Option 1, make 2 filtered data frames, then use an inner_join to join them together by year. (You could also just build those data frames inline in the arguments to inner_join, but that's a little less clear.)
library(tidyverse)
df<- read.table(header=T,
text='Act year MIAPRFCD_J8 MIAPRFCD_55 sum
1 2015 1 0 1
2 2016 1 0 1
3 2016 0 1 2
6 2016 1 1 3
7 2016 0 0 2
9 2015 1 0 1
11 2015 1 0 1
12 2015 0 1 2
15 2014 0 1 1
20 2014 1 0 1
60 2013 1 0 1')
# option 1: two dataframes, then join
freq_df <- df %>%
group_by(year) %>%
filter(MIAPRFCD_J8 == 1 | MIAPRFCD_55 == 1) %>%
summarise (Freq = n())
reason_df <- df %>%
group_by(year) %>%
filter(sum == 1 | (MIAPRFCD_J8 == 1 & MIAPRFCD_55 == 1)) %>%
summarise (reason_lv = n())
inner_join(freq_df, reason_df, by = "year")
#> # A tibble: 4 x 3
#> year Freq reason_lv
#> <int> <int> <int>
#> 1 2013 1 1
#> 2 2014 2 2
#> 3 2015 4 3
#> 4 2016 3 2
Option 2, add boolean variables for whether the observation needs to go into the Freq calculation, and whether it needs to go into the response calculation--dummy variables help with this since those two things aren't mutually exclusive.

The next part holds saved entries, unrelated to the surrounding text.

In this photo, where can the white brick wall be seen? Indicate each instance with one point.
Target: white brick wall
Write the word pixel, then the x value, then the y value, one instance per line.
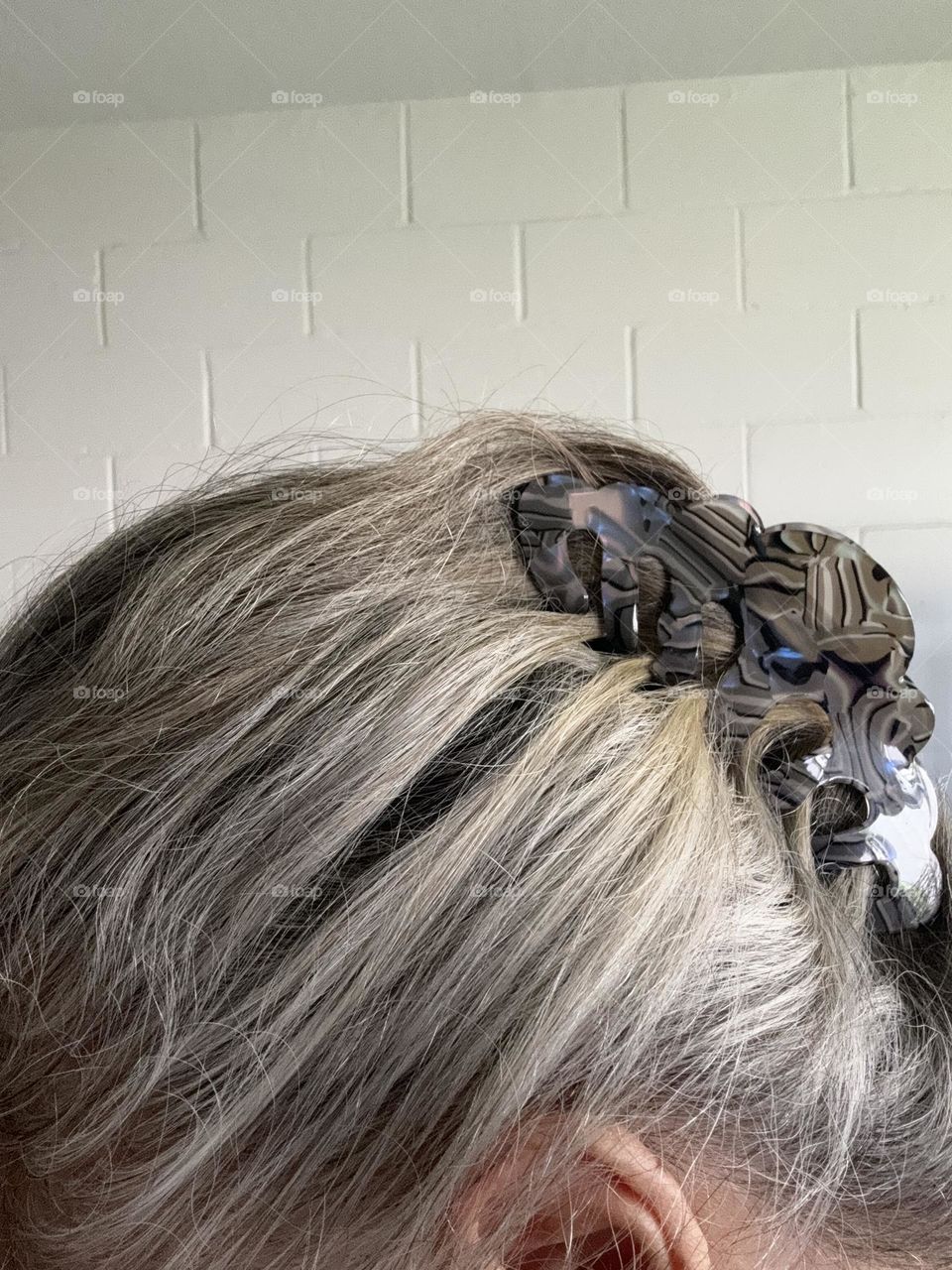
pixel 757 271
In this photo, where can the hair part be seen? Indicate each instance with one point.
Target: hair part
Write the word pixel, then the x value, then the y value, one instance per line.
pixel 330 858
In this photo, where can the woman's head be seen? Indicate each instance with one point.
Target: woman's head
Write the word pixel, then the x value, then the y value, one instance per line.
pixel 358 915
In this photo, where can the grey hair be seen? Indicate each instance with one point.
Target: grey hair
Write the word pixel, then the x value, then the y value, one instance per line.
pixel 330 860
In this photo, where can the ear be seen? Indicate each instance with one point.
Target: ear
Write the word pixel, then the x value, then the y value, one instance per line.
pixel 620 1209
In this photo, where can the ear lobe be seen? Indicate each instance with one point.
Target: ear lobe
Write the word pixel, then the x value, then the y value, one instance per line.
pixel 620 1209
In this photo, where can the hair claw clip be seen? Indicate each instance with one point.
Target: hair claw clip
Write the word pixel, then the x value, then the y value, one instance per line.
pixel 816 619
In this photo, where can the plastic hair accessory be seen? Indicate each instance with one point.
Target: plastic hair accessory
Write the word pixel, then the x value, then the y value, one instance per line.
pixel 815 619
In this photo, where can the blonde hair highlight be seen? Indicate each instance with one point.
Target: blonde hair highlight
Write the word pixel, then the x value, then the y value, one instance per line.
pixel 349 860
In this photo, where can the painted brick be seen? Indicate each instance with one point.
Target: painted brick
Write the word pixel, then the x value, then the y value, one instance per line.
pixel 705 367
pixel 849 252
pixel 60 506
pixel 852 472
pixel 547 155
pixel 301 172
pixel 98 183
pixel 112 402
pixel 335 388
pixel 735 140
pixel 416 281
pixel 534 367
pixel 157 472
pixel 200 294
pixel 905 357
pixel 911 556
pixel 629 268
pixel 715 451
pixel 44 314
pixel 900 126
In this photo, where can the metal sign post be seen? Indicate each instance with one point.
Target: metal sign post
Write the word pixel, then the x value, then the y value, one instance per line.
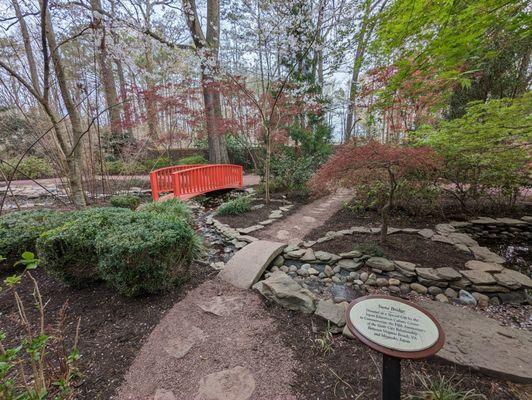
pixel 399 330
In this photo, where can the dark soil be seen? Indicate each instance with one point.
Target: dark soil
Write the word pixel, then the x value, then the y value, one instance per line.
pixel 352 370
pixel 345 219
pixel 113 327
pixel 253 217
pixel 404 247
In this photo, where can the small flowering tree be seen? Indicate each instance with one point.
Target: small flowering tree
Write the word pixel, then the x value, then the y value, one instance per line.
pixel 355 166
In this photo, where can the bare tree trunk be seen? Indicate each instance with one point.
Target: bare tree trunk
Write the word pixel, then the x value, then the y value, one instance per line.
pixel 108 80
pixel 74 157
pixel 211 96
pixel 363 37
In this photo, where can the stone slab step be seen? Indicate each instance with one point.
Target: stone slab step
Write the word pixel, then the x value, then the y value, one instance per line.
pixel 247 265
pixel 483 344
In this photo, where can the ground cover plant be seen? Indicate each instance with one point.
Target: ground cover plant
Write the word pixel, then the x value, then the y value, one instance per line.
pixel 237 206
pixel 125 201
pixel 41 364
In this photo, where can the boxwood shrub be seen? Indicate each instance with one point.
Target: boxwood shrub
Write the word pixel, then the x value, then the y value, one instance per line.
pixel 125 201
pixel 19 230
pixel 68 252
pixel 173 209
pixel 149 255
pixel 237 206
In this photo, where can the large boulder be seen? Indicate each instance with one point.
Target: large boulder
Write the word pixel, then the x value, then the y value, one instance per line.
pixel 283 290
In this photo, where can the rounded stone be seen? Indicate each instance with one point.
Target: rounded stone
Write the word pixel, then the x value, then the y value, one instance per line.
pixel 442 298
pixel 418 288
pixel 434 290
pixel 381 282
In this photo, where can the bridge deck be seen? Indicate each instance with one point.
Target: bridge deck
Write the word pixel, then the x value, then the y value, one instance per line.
pixel 187 181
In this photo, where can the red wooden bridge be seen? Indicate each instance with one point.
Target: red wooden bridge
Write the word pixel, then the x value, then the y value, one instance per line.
pixel 186 181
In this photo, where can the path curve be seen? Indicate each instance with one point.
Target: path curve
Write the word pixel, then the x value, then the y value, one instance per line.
pixel 218 343
pixel 297 225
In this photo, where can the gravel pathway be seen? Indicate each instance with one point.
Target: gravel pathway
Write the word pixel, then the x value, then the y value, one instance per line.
pixel 218 343
pixel 296 226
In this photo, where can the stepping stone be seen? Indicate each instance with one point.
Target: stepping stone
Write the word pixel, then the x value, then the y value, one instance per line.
pixel 479 277
pixel 483 266
pixel 283 290
pixel 163 394
pixel 475 341
pixel 221 305
pixel 330 311
pixel 247 265
pixel 235 383
pixel 179 346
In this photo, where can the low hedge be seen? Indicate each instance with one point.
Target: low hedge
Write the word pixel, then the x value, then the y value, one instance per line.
pixel 125 201
pixel 68 252
pixel 237 206
pixel 19 230
pixel 149 255
pixel 173 209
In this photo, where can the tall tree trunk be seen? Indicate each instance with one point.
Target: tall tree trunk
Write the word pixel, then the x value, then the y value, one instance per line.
pixel 210 45
pixel 108 80
pixel 363 36
pixel 74 157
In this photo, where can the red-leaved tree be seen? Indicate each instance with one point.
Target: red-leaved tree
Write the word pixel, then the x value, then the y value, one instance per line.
pixel 357 166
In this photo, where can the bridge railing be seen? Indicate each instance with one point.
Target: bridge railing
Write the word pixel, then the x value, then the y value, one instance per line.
pixel 187 180
pixel 206 178
pixel 161 179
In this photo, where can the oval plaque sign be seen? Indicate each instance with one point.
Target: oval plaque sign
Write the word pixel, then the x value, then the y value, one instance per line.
pixel 395 327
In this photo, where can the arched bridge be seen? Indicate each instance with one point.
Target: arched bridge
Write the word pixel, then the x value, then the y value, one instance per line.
pixel 186 181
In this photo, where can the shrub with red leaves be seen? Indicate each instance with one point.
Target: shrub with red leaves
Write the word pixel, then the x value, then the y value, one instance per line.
pixel 385 165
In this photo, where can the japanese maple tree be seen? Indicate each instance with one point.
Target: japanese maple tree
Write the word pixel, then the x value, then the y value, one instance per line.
pixel 354 166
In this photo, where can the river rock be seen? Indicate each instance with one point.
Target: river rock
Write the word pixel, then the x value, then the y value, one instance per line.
pixel 331 311
pixel 513 279
pixel 485 254
pixel 380 263
pixel 479 277
pixel 282 289
pixel 418 288
pixel 448 273
pixel 349 264
pixel 483 266
pixel 466 298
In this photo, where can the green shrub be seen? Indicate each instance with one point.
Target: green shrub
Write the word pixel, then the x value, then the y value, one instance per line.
pixel 148 255
pixel 193 159
pixel 19 230
pixel 69 251
pixel 30 167
pixel 240 205
pixel 370 249
pixel 173 209
pixel 125 201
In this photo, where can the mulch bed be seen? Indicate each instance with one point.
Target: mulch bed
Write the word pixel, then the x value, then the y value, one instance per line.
pixel 353 370
pixel 113 327
pixel 403 247
pixel 345 219
pixel 253 217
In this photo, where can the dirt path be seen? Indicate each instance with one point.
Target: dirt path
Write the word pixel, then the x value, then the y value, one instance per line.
pixel 218 343
pixel 293 228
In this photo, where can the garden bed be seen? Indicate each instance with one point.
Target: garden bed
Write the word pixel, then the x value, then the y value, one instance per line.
pixel 401 246
pixel 113 327
pixel 353 370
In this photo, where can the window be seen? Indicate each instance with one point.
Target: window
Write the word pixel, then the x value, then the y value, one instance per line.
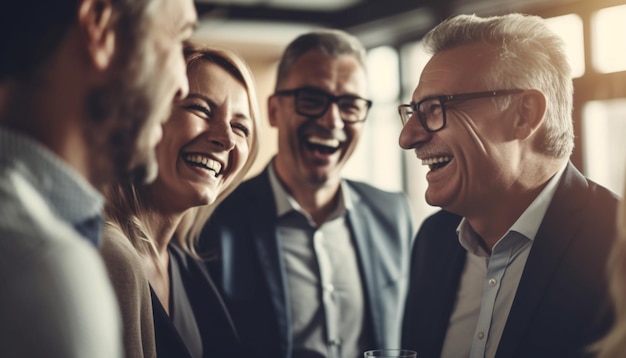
pixel 378 157
pixel 604 154
pixel 608 30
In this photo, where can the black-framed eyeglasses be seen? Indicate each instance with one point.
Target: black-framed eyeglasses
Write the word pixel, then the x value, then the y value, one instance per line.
pixel 312 102
pixel 431 111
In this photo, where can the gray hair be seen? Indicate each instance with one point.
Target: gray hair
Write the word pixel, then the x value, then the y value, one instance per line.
pixel 333 43
pixel 530 56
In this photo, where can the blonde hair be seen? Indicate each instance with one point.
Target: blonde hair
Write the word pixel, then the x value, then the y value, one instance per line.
pixel 613 345
pixel 125 207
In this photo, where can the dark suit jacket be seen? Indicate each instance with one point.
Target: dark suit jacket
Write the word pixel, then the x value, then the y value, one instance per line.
pixel 251 275
pixel 219 337
pixel 561 304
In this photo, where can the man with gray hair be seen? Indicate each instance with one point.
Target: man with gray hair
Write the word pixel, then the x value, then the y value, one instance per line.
pixel 84 88
pixel 513 266
pixel 313 265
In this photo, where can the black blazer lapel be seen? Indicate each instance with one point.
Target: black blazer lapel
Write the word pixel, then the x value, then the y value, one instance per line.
pixel 261 214
pixel 437 263
pixel 557 242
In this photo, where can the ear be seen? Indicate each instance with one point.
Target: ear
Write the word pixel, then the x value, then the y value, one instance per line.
pixel 531 111
pixel 272 110
pixel 95 21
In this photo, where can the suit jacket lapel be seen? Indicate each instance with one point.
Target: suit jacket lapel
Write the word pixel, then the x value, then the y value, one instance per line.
pixel 261 212
pixel 549 246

# option 2: binary variables
df %>%
mutate(getFreq = (MIAPRFCD_J8 == 1 | MIAPRFCD_55 == 1)) %>%
mutate(getReason = (sum == 1 | (MIAPRFCD_J8 == 1 & MIAPRFCD_55 == 1))) %>%
group_by(year) %>%
summarise(Freq = sum(getFreq), reason_lv = sum(getReason))
#> # A tibble: 4 x 3
#> year Freq reason_lv
#> <int> <int> <int>
#> 1 2013 1 1
#> 2 2014 2 2
#> 3 2015 4 3
#> 4 2016 3 2
Created on 2018-04-23 by the reprex package (v0.2.0).